Protecting Wilderness and National Parks

Crevasses put Dendrobium mine extension plans in doubt

“Deep splits, a metre wide, have opened up in the water supply catchment due to underground mine at the BHP-Billiton’s Dendrobium colliery[1].  Unless mining intensity is greatly reduced, the currently proposed expansion plans for the Dendrobium mine should be rejected,” said Keith Muir director of the Colong Foundation for Wilderness.

“The coal mining in the water supply catchments south of Sydney seems to be out of control with new damage to our water catchments appearing almost every week.  BHP-Billiton can write all the development proposal reports for its proposed Area 3 that it likes, but these unexpected metre wide crevasses cast the assurances of its experts into doubt,” Mr Muir said.
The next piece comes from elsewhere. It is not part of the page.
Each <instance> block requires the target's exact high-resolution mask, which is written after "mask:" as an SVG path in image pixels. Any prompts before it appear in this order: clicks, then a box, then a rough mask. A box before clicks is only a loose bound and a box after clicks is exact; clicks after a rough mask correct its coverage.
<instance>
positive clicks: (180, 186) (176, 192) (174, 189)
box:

“Such huge cracks in the ground are caused by intensive longwall mining, and such damage to the catchments can’t be fixed”, he said.

“These deep, wide cracks are also a death trap to wildlife and force rainforest trees to topple”, Mr Muir said.

“BHP-Billiton’s extension plans for its Dendrobium Area 3 proposal will further crack the ground and comprehensively damage twenty upland swamps.  In dry weather, these swamps are the fountainheads of streams in the catchment.  Several swamps in the adjoining Elouera mine area have been destroyed by past longwall mining and the current proposals are more intense than the older operations”, said Mr Muir.

“Approvals for the proposed high intensity mining will cause the destruction of these headwater swamps.  Unless the damage is prevented, the water yields of our pristine catchments will be reduced, on top of the predicted losses from climate change” he said.

“The coal mining industry has pushed the intensity of coal too far and has lost touch with reality.  You don’t need to be an expert to understand what extensive surface cracks mean to a water supply catchment.”

“The mining industry should be less greedy, mine less intensely to protect Sydney’s essential water supplies.  Continuing this level of mining intensity as proposed by BHP-Billiton will cause Sydney’s best water supply catchments to dry up”, said Mr Muir.

(images of crevasses in rainforest are available)

[1] Last month, David Burgess of Total Environment Centre, Julie Sheppard of the National Parks Association and myself were shown the damaging metre-wide deep crevasses only a kilometre from the stored waters of Lake Cordeaux on a Sydney Catchment Authority inspection.